Who you are is the result of a complicated interplay between your environment, your genes, and probably a few other factors science has yet to uncover. Genetics influence somewhere around half of a person’s “vulnerability to addiction,” according to the National Institute on Drug Abuse. Now, as opioid addiction has reached epidemic levels in the US, researchers have shed light on the role one specific gene plays in influencing the risk of opioid addiction.

In Americans of European and African descent, researchers at Yale University School of Medicine found that a variant on chromosome 15, near the RGMA gene, seems to result in an increased risk of opioid addiction.
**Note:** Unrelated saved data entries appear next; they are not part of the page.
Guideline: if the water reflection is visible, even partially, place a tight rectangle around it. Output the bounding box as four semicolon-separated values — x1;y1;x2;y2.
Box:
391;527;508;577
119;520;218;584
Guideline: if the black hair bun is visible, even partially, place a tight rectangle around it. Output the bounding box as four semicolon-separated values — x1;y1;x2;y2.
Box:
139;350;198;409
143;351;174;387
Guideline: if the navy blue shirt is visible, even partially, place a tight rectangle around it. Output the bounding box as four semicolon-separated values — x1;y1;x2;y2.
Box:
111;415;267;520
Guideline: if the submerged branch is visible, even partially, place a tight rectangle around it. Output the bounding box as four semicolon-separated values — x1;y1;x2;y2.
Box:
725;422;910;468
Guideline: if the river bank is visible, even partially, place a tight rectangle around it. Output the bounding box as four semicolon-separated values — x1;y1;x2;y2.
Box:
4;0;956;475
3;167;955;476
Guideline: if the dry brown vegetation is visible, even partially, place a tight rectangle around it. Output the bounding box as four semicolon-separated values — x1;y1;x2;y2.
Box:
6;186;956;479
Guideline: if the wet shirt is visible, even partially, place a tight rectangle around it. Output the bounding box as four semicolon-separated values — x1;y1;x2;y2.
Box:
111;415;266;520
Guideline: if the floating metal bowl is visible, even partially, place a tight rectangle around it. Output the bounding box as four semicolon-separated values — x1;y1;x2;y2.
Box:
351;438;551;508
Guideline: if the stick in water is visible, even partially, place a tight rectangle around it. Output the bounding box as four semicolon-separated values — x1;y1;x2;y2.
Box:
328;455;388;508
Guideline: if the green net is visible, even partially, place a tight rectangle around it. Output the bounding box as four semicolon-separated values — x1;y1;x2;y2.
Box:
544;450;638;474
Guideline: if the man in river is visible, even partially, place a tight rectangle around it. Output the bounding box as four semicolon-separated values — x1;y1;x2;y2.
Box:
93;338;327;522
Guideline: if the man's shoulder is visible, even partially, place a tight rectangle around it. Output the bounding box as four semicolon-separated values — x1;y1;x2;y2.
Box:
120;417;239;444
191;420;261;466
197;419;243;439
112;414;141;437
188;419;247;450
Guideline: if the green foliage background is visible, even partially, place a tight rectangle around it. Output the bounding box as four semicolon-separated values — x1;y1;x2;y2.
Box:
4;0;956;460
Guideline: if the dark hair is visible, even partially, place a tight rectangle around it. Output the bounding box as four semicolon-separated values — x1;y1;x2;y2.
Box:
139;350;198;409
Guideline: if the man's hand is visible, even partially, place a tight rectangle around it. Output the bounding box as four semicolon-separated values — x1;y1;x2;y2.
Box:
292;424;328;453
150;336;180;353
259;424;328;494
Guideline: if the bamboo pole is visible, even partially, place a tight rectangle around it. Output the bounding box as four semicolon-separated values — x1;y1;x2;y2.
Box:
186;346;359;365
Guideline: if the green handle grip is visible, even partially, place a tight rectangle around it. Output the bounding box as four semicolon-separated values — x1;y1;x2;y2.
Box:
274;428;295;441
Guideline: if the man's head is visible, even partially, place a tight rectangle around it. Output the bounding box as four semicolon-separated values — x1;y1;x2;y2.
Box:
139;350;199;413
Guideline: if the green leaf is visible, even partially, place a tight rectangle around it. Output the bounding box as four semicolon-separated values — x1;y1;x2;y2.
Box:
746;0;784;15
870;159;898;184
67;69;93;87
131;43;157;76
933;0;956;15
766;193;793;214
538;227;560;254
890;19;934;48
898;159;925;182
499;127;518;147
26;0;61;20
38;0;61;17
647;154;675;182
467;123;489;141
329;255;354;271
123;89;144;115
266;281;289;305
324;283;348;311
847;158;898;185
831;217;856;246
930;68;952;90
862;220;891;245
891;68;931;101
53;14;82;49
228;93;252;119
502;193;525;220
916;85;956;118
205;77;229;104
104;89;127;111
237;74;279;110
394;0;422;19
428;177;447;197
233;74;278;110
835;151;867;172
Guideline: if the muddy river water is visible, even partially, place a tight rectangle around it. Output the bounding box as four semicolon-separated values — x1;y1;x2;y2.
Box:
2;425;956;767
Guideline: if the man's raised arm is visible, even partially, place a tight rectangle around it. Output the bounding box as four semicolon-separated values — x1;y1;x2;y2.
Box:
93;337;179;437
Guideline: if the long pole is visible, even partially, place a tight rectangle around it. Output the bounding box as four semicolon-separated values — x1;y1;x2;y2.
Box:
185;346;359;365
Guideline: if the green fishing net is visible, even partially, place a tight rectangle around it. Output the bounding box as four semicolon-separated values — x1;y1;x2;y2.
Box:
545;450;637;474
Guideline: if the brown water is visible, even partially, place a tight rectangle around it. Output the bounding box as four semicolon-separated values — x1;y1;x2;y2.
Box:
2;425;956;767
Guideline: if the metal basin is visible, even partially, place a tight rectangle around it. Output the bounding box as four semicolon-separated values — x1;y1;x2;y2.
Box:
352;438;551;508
In a study published recently in the journal Biological Psychiatry, researchers conducted what’s known as a genome-wide association study of 3,058 Americans of European descent who had ever taken opioids, of whom 1,290 were considered opioid dependent, as well as 2,014 African Americans who had ever taken opioids, 1,106 of who were opioid dependent.

The opioid-addicted people in the study were more likely to have a variant, elegantly named rs12442183*T, in a part of the chromosome near the RGMA gene that influences how the gene is regulated. The RGMA gene plays an important role in cell signaling, including in signals that travel to the brain. Changes to how the gene is regulated could potentially interfere with neural networks in the brain. It’s unclear how that could impact addiction risk, but the variant seemed to result in a change that increased the signals it sends out in the frontal cortex, a change that also correlated with greater opioid dependency.

In a mouse model of opioid addiction, greater expression of the RGMA gene also was linked to addiction.

More research will be needed to confirm the findings, and to understand how this genetic variant interacts with other genes also found to be related to addiction. One day those insights may find their way into the clinic to help guide treatment, though that day is still a good ways off.